ELEŞTİRİLER VE AÇIKLAMALAR....
Toplantının ikinci kısmında ise projeye yönelik eleştiriler ve endişeler dile getirildi. Mimarlar Odası eski başkanlarından Oktay Ekinci, TCDD yetkililerine “Garın işlevinin sürmesi önemli. Anadolu’dan gelenleri Pendik’te indirirseniz İstanbul’a gelmiş sayılmazlar. Onları Haydarpaşa’da indirmeye devam edecek misiniz? Ayrıca restorasyon söz konusuysa binanın nasıl kullanılacağı da bellidir. Bu konuya da açıklık getirir misiniz?” diye sordu. Mimarlar Odası Büyükkent Şubesi ve Haydarpaşa Dayanışması üyesi Mücella Yapıcı, akademik çevrelerin bu konuyla ilgili olarak kafasının karıştırılmaya çalışıldığını, Haydarpaşa ve çevresine yapılmak istenenlere meşruiyet kazandırmak için akademik dünyanın kullanıldığı yönünde bir endişe taşıdığını söyledi.
İstanbul S.O.S. Girişiminden Hande Akarca da şu soruları yöneltti:
“Trenler, burada gerçekleşecek projeden sonra Haydarpaşa Garı'na yaklaşmaya devam edecek mi? Etmeyecekse bu binanın sürekliliğinden söz etmek mümkün müdür? Restorasyonun hangi şartlarda, neye ve hangi amaca hizmet edeceği belli değil, burası özelleştirilirse durumu ne olacak? Bir yere işlev vermek için, öncelikle oranın atıl durumda olduğunu kabul etmek gerekir. Bu durumda Haydarpaşa'yı atıl mı kabul ediyorsunuz?”

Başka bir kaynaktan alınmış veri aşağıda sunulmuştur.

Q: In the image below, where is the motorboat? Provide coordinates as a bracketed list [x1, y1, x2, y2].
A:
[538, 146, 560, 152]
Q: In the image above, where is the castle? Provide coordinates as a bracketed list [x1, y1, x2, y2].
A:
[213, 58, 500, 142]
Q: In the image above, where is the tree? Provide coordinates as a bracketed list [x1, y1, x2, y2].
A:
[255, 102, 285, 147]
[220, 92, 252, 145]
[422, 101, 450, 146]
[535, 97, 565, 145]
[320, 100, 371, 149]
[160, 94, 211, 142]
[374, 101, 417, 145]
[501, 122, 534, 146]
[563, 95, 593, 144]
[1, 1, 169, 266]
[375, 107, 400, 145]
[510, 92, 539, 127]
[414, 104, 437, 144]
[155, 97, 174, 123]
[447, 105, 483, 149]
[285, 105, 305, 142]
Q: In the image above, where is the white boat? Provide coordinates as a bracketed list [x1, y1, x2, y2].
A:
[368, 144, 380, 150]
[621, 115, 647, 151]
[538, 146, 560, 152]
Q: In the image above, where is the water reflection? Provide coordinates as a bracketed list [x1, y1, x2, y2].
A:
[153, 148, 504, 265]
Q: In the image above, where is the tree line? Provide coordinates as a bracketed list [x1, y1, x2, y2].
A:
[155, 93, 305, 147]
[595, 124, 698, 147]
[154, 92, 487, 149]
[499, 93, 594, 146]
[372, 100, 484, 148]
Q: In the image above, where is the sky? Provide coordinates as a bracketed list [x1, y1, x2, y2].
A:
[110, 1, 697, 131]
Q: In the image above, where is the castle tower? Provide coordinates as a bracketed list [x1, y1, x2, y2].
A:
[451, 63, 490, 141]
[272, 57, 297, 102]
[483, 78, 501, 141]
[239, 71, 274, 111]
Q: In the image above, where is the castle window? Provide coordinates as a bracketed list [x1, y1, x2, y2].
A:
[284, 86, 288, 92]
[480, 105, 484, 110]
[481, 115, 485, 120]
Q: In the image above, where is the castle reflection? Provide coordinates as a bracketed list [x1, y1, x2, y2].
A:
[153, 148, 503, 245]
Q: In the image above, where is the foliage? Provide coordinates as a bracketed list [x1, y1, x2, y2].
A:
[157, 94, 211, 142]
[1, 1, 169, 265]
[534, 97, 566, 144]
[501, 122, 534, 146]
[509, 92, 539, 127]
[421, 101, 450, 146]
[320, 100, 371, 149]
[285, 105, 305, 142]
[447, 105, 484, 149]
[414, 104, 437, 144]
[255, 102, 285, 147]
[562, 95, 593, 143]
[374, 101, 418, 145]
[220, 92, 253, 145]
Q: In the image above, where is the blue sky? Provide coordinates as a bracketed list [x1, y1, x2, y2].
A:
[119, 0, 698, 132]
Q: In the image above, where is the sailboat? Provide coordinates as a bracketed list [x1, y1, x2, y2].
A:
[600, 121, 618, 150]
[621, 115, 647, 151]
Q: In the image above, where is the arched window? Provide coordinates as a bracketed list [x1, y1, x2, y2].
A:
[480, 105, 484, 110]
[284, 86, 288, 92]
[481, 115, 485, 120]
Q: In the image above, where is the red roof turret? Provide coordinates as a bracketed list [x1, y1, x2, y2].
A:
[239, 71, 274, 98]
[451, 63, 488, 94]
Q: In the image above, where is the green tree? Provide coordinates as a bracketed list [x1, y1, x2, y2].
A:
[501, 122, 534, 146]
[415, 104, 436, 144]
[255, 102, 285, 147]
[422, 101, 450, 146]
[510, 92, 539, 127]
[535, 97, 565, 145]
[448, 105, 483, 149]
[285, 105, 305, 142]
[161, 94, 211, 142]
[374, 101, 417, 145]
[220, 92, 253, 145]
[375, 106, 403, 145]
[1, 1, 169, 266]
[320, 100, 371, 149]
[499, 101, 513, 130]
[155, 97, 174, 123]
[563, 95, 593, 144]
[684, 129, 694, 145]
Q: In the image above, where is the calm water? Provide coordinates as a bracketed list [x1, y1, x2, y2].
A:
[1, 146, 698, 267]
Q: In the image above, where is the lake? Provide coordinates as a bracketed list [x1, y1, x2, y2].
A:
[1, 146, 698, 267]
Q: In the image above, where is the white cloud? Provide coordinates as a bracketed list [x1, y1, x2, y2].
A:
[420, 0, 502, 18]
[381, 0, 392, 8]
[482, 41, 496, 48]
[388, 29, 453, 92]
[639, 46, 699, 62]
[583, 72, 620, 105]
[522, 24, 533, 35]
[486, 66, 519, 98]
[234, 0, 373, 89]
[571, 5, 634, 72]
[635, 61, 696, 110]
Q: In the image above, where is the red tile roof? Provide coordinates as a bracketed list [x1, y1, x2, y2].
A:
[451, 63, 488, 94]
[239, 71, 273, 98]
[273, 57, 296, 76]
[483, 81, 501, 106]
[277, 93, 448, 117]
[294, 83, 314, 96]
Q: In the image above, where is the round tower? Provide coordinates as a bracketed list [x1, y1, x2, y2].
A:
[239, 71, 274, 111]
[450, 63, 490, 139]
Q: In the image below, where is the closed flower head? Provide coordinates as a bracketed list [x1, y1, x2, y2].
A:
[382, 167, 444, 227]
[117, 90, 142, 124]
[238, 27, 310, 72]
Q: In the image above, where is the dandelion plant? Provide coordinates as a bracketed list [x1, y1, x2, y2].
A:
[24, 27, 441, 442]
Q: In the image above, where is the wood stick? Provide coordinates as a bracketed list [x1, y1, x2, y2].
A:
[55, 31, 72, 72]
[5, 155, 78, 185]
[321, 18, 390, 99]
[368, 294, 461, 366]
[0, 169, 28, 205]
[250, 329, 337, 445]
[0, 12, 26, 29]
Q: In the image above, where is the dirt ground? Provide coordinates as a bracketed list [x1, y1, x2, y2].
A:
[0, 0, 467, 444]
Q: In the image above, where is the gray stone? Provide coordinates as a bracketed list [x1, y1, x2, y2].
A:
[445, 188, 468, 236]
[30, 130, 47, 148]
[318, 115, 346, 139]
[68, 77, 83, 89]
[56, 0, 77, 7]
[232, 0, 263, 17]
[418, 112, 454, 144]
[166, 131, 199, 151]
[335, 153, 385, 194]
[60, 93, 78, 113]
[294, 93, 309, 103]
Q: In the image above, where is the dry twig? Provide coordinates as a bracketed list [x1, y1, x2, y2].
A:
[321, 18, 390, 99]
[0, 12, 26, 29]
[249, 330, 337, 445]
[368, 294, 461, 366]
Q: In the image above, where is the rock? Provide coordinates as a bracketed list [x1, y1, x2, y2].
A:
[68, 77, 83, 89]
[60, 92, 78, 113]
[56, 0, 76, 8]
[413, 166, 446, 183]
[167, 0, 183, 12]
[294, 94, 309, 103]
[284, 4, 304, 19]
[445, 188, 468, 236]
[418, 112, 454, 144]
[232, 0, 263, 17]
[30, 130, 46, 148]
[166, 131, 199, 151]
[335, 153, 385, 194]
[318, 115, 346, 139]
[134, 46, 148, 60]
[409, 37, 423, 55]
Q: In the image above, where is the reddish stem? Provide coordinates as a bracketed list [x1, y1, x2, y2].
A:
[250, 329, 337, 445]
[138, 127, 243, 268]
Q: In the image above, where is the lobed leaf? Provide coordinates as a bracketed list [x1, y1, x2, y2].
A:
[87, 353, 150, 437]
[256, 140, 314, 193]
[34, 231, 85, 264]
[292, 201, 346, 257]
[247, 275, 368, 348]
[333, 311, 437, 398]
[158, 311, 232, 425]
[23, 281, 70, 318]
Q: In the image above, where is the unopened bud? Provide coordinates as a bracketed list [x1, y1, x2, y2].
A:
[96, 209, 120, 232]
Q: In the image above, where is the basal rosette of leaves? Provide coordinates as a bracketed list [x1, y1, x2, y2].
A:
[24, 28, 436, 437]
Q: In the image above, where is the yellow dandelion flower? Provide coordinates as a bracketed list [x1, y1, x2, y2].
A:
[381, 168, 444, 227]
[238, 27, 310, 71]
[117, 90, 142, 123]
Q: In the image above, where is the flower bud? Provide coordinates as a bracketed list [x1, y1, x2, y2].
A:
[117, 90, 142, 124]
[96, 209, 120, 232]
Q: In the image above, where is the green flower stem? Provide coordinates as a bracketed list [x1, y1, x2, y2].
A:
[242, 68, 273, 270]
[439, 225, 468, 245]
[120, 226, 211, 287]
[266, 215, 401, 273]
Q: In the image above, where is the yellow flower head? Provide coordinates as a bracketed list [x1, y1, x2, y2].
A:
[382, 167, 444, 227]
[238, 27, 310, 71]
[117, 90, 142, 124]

Yetkililer de bu sorulara ve eleştirilere yanıt verdi. Haydarpaşa’nın ana istasyon olarak kullanılmaya devam edeceğini vurgulayan TCDD 1. Bölge Müdürü Hasan Gedikli, “Binadan çıkma gibi bir niyetimiz yok. Restorasyon da bizim kullanımımıza göre şekillendirilecek” dedi. Prof. Attila Dikbaş, “İTÜ, 238 yıllık saygın bir kurum. Saygınlığımızı zedeleyecek bir projenin altına imza atmayız'' dedi, Adnan Ekinci ise şunları söyledi: “ Haydarpaşa ve civarında koruma amaçlı plandan önce hiçbir plan yapılmadı, komplo teorileri üretiliyor, söylentilere dayanılarak sokağa çıkılarak tepki gösteriliyor.”